À l’intérieur d’une même classe, l’allocation en zone géographique, secteurs et capitalisation est également importante : par exemple, actions européennes, américaines ou émergentes; secteur bancaire, technologique ou pharmaceutique; grandes, moyennes ou petites capitalisations (un compromis entre la liquidité et la croissance).
Pour une allocation d’actifs adaptée à l’environnement, il faut une expertise internationale dans toutes les classes d’actifs, des convictions fortes, aucun conflit d’intérêts (c’est-à-dire que la rémunération du conseiller ne soit pas affectée par la composition du portefeuille) et aucune affection particulière pour une classe ou pour une autre.

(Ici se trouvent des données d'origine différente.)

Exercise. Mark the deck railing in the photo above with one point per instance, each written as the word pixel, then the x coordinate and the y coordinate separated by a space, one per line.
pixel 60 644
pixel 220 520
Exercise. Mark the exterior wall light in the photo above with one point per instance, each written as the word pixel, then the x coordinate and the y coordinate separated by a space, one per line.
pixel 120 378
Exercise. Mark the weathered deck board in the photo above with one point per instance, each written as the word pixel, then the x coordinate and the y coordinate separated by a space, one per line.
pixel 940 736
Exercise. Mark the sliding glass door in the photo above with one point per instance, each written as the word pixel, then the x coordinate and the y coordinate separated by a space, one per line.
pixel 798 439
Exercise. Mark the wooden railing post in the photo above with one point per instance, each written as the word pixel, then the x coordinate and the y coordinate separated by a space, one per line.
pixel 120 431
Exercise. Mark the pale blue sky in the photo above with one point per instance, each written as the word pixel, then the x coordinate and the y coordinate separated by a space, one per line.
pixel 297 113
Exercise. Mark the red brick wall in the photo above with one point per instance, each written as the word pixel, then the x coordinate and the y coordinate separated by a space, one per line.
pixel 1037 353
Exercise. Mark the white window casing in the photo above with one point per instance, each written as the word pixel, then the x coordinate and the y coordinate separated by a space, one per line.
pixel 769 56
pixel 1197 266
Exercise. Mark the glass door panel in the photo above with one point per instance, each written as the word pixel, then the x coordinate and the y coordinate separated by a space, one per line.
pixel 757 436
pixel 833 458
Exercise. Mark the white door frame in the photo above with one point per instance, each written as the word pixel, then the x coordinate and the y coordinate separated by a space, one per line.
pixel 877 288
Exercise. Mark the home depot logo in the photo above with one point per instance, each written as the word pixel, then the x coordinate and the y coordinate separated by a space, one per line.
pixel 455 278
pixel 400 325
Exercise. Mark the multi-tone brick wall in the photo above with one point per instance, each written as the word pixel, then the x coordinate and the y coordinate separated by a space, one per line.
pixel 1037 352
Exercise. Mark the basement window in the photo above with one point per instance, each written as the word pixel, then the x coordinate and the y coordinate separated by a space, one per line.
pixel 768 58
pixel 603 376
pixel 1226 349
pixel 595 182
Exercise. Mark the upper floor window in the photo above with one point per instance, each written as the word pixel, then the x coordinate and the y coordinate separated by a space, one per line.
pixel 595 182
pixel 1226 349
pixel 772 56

Une allocation d’actifs se construit avant tout sur un socle de fondamentaux avec des marges de manœuvre pour se protéger contre ou tirer avantage des émotions des marchés. Elle doit évoluer en fonction des anticipations d’évolution de l’environnement.
Nous ne sommes pas favorables à une allocation d’actifs communément admise de 60% actions et 40% obligations. Nous préférons une allocation totalement flexible en fonction de notre analyse macro-économique et stratégique.